THE SCHOOL FOR GOOD AND EVIL The children’s book series by Soman Chainani becomes the start of a potential “Harry Potter”-esque movie franchise. Sophia Anne Caruso and Sofia Wylie star as best friends at a new (and magical) school. Charlize Theron and Kerry Washington chaperone. (Oct. 19 on Netflix)

V/H/S/99 If the fifth film in this horror-anthology franchise has already reached 1999, we must be due for “D/V/D” soon. (Oct. 20 on Shudder)

AFTERSUN The Scottish director Charlotte Wells’s debut was one of the big discoveries in Cannes this year. It follows a young father (Paul Mescal) and his daughter (Frankie Corio), who normally lives with her mother, on a vanishingly brief resort getaway that will lastingly shape her impressions of her dad. (Oct. 21 in theaters)

ALL THAT BREATHES Shaunak Sen’s documentary, which won the top international-documentary prize at Sundance, concerns two brothers in India who work to protect and care for black kites, a type of bird. (Oct. 21 in theaters)

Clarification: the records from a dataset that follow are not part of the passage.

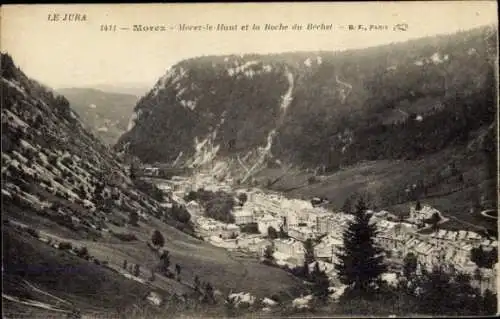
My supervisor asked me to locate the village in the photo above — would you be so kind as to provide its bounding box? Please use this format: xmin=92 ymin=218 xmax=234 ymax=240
xmin=153 ymin=169 xmax=498 ymax=291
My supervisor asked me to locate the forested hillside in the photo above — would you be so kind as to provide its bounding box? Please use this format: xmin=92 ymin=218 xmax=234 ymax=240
xmin=118 ymin=27 xmax=496 ymax=171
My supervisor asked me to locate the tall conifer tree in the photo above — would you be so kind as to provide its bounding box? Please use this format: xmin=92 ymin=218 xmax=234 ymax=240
xmin=335 ymin=198 xmax=387 ymax=293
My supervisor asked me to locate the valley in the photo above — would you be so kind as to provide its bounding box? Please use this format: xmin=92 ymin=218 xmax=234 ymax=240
xmin=1 ymin=24 xmax=498 ymax=318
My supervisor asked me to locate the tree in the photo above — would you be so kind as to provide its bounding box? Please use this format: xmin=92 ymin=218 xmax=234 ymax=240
xmin=175 ymin=264 xmax=181 ymax=280
xmin=151 ymin=230 xmax=165 ymax=248
xmin=341 ymin=197 xmax=352 ymax=214
xmin=415 ymin=200 xmax=422 ymax=211
xmin=335 ymin=198 xmax=387 ymax=294
xmin=129 ymin=211 xmax=139 ymax=226
xmin=134 ymin=264 xmax=141 ymax=277
xmin=130 ymin=164 xmax=137 ymax=180
xmin=267 ymin=226 xmax=278 ymax=239
xmin=238 ymin=193 xmax=248 ymax=206
xmin=93 ymin=182 xmax=104 ymax=209
xmin=430 ymin=213 xmax=441 ymax=231
xmin=403 ymin=252 xmax=418 ymax=279
xmin=311 ymin=262 xmax=330 ymax=302
xmin=278 ymin=225 xmax=288 ymax=239
xmin=304 ymin=238 xmax=316 ymax=265
xmin=204 ymin=282 xmax=215 ymax=303
xmin=194 ymin=275 xmax=201 ymax=291
xmin=264 ymin=245 xmax=274 ymax=262
xmin=160 ymin=250 xmax=170 ymax=274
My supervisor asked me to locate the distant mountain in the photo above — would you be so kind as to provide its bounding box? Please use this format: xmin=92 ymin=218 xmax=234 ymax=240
xmin=86 ymin=82 xmax=151 ymax=97
xmin=0 ymin=54 xmax=303 ymax=318
xmin=116 ymin=27 xmax=497 ymax=222
xmin=57 ymin=88 xmax=139 ymax=145
xmin=117 ymin=27 xmax=496 ymax=171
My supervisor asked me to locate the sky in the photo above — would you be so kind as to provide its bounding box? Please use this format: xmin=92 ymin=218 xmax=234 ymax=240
xmin=0 ymin=1 xmax=497 ymax=88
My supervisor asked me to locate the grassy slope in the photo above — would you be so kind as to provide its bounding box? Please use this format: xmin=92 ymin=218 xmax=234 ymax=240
xmin=2 ymin=205 xmax=301 ymax=310
xmin=3 ymin=226 xmax=150 ymax=309
xmin=259 ymin=144 xmax=496 ymax=234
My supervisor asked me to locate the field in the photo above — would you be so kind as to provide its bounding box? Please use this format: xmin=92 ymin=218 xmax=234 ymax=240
xmin=3 ymin=202 xmax=302 ymax=313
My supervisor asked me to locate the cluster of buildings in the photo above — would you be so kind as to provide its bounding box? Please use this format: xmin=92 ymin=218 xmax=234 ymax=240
xmin=165 ymin=170 xmax=498 ymax=291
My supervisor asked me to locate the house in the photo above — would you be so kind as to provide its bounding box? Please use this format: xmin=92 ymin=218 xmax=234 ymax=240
xmin=413 ymin=241 xmax=435 ymax=267
xmin=409 ymin=205 xmax=441 ymax=224
xmin=314 ymin=235 xmax=344 ymax=261
xmin=186 ymin=200 xmax=203 ymax=216
xmin=233 ymin=207 xmax=254 ymax=225
xmin=273 ymin=238 xmax=304 ymax=265
xmin=256 ymin=214 xmax=282 ymax=236
xmin=288 ymin=226 xmax=316 ymax=241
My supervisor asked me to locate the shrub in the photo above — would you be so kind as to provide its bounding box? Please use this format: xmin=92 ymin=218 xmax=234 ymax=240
xmin=112 ymin=232 xmax=137 ymax=241
xmin=241 ymin=223 xmax=260 ymax=234
xmin=59 ymin=241 xmax=73 ymax=250
xmin=76 ymin=246 xmax=89 ymax=258
xmin=26 ymin=227 xmax=40 ymax=238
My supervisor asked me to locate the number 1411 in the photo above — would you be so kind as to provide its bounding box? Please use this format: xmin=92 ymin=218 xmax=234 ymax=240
xmin=101 ymin=24 xmax=116 ymax=31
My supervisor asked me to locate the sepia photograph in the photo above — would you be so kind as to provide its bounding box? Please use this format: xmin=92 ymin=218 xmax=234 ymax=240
xmin=0 ymin=1 xmax=499 ymax=319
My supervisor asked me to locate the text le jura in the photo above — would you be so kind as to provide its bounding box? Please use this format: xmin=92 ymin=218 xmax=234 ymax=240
xmin=47 ymin=13 xmax=87 ymax=22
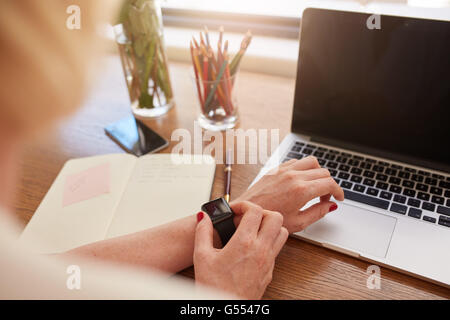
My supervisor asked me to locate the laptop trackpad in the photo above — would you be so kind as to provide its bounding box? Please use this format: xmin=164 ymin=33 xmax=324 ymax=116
xmin=304 ymin=203 xmax=397 ymax=257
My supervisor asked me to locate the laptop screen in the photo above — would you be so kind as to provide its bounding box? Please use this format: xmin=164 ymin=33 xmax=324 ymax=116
xmin=292 ymin=9 xmax=450 ymax=168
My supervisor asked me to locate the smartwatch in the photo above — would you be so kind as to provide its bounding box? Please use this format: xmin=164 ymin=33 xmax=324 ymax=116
xmin=202 ymin=198 xmax=236 ymax=247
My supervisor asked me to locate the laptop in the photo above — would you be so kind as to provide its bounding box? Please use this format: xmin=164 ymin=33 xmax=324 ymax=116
xmin=253 ymin=8 xmax=450 ymax=287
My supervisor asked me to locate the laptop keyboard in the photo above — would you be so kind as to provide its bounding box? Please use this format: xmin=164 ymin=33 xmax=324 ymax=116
xmin=283 ymin=141 xmax=450 ymax=228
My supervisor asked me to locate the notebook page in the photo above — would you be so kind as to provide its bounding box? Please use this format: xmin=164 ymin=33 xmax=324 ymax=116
xmin=107 ymin=154 xmax=215 ymax=238
xmin=20 ymin=154 xmax=137 ymax=253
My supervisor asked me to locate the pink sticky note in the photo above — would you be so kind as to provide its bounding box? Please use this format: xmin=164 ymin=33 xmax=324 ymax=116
xmin=63 ymin=163 xmax=110 ymax=207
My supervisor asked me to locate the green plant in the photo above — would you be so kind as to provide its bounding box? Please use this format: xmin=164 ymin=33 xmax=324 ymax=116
xmin=119 ymin=0 xmax=173 ymax=108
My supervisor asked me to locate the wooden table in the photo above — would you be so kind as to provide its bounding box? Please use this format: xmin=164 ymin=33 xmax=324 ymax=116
xmin=15 ymin=57 xmax=450 ymax=299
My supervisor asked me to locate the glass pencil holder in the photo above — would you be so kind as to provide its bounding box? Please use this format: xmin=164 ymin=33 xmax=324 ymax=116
xmin=191 ymin=71 xmax=239 ymax=131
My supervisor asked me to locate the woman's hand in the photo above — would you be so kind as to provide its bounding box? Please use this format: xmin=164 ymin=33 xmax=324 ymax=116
xmin=194 ymin=202 xmax=288 ymax=299
xmin=232 ymin=157 xmax=344 ymax=233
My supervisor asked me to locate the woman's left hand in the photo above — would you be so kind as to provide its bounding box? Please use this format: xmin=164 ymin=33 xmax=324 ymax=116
xmin=233 ymin=156 xmax=344 ymax=233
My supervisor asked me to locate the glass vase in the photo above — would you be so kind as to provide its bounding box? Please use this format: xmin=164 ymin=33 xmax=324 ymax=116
xmin=114 ymin=0 xmax=174 ymax=118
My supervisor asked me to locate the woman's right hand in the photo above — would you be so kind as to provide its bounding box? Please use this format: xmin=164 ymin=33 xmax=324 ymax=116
xmin=194 ymin=202 xmax=288 ymax=299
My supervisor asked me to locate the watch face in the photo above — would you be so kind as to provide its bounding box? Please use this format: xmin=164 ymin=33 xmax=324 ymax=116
xmin=202 ymin=198 xmax=233 ymax=222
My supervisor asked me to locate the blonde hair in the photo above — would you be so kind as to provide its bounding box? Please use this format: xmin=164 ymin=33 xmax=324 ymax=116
xmin=0 ymin=0 xmax=117 ymax=135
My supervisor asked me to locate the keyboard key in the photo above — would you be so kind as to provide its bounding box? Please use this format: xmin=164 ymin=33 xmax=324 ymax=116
xmin=391 ymin=203 xmax=408 ymax=214
xmin=327 ymin=161 xmax=338 ymax=169
xmin=389 ymin=177 xmax=401 ymax=185
xmin=372 ymin=165 xmax=384 ymax=173
xmin=394 ymin=194 xmax=406 ymax=203
xmin=376 ymin=182 xmax=389 ymax=190
xmin=425 ymin=178 xmax=437 ymax=186
xmin=389 ymin=177 xmax=401 ymax=185
xmin=398 ymin=171 xmax=410 ymax=179
xmin=408 ymin=198 xmax=420 ymax=208
xmin=366 ymin=188 xmax=379 ymax=197
xmin=363 ymin=170 xmax=375 ymax=178
xmin=380 ymin=191 xmax=392 ymax=200
xmin=436 ymin=206 xmax=450 ymax=216
xmin=419 ymin=170 xmax=430 ymax=176
xmin=350 ymin=168 xmax=362 ymax=174
xmin=336 ymin=156 xmax=347 ymax=164
xmin=408 ymin=208 xmax=422 ymax=219
xmin=389 ymin=185 xmax=402 ymax=193
xmin=359 ymin=161 xmax=372 ymax=170
xmin=403 ymin=188 xmax=416 ymax=197
xmin=314 ymin=150 xmax=323 ymax=158
xmin=350 ymin=175 xmax=362 ymax=183
xmin=416 ymin=183 xmax=428 ymax=192
xmin=338 ymin=172 xmax=350 ymax=179
xmin=431 ymin=196 xmax=444 ymax=204
xmin=438 ymin=216 xmax=450 ymax=227
xmin=341 ymin=152 xmax=352 ymax=158
xmin=384 ymin=168 xmax=397 ymax=177
xmin=363 ymin=178 xmax=375 ymax=187
xmin=430 ymin=187 xmax=442 ymax=196
xmin=347 ymin=159 xmax=359 ymax=167
xmin=422 ymin=202 xmax=436 ymax=211
xmin=341 ymin=181 xmax=353 ymax=189
xmin=402 ymin=180 xmax=414 ymax=188
xmin=344 ymin=190 xmax=389 ymax=209
xmin=422 ymin=216 xmax=436 ymax=223
xmin=439 ymin=180 xmax=450 ymax=189
xmin=417 ymin=192 xmax=430 ymax=201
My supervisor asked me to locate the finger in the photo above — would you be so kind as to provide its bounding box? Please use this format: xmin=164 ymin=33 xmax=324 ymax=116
xmin=258 ymin=210 xmax=283 ymax=245
xmin=233 ymin=201 xmax=263 ymax=238
xmin=194 ymin=212 xmax=214 ymax=252
xmin=305 ymin=177 xmax=344 ymax=201
xmin=286 ymin=156 xmax=320 ymax=170
xmin=273 ymin=227 xmax=289 ymax=257
xmin=296 ymin=201 xmax=337 ymax=231
xmin=320 ymin=194 xmax=331 ymax=202
xmin=301 ymin=168 xmax=330 ymax=181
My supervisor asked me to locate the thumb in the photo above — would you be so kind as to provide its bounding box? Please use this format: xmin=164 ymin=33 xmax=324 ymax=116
xmin=300 ymin=201 xmax=338 ymax=226
xmin=194 ymin=211 xmax=214 ymax=252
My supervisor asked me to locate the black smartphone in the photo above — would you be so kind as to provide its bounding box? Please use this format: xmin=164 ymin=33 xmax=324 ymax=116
xmin=105 ymin=115 xmax=169 ymax=157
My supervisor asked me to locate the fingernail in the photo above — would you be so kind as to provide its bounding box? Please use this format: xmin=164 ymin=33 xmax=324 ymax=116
xmin=328 ymin=203 xmax=337 ymax=212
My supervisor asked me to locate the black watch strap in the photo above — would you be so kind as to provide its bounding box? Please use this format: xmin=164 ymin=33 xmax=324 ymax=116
xmin=214 ymin=216 xmax=236 ymax=247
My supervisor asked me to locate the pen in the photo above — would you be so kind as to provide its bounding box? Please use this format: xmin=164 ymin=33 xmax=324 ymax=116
xmin=224 ymin=149 xmax=233 ymax=202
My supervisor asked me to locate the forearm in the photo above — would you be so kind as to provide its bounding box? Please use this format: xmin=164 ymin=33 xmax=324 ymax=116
xmin=66 ymin=216 xmax=220 ymax=273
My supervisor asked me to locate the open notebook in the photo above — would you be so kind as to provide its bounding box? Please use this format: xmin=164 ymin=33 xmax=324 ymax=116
xmin=20 ymin=154 xmax=215 ymax=253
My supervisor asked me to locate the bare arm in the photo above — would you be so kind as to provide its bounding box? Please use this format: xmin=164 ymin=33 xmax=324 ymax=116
xmin=64 ymin=215 xmax=220 ymax=273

AMERICAN MURDERER An F.B.I. agent (Ryan Phillippe) pursues a con artist (Tom Pelphrey). Idina Menzel and Jacki Weaver also star. (Oct. 21 in theaters, Oct. 28 on demand)

THE BANSHEES OF INISHERIN Martin McDonagh’s new film isn’t a sequel to his “In Bruges,” but it does reunite Brendan Gleeson and Colin Farrell, who resume their acerbic bantering as two friends who no longer get along. With Kerry Condon and Barry Keoghan. (Oct. 21 in theaters)

BLACK ADAM Dwayne Johnson plays the latest DC Comics character — who has the powers of Egyptian gods — to get a big-screen feature. Aldis Hodge and Pierce Brosnan co-star. Jaume Collet-Serra directed. (Oct. 21 in theaters)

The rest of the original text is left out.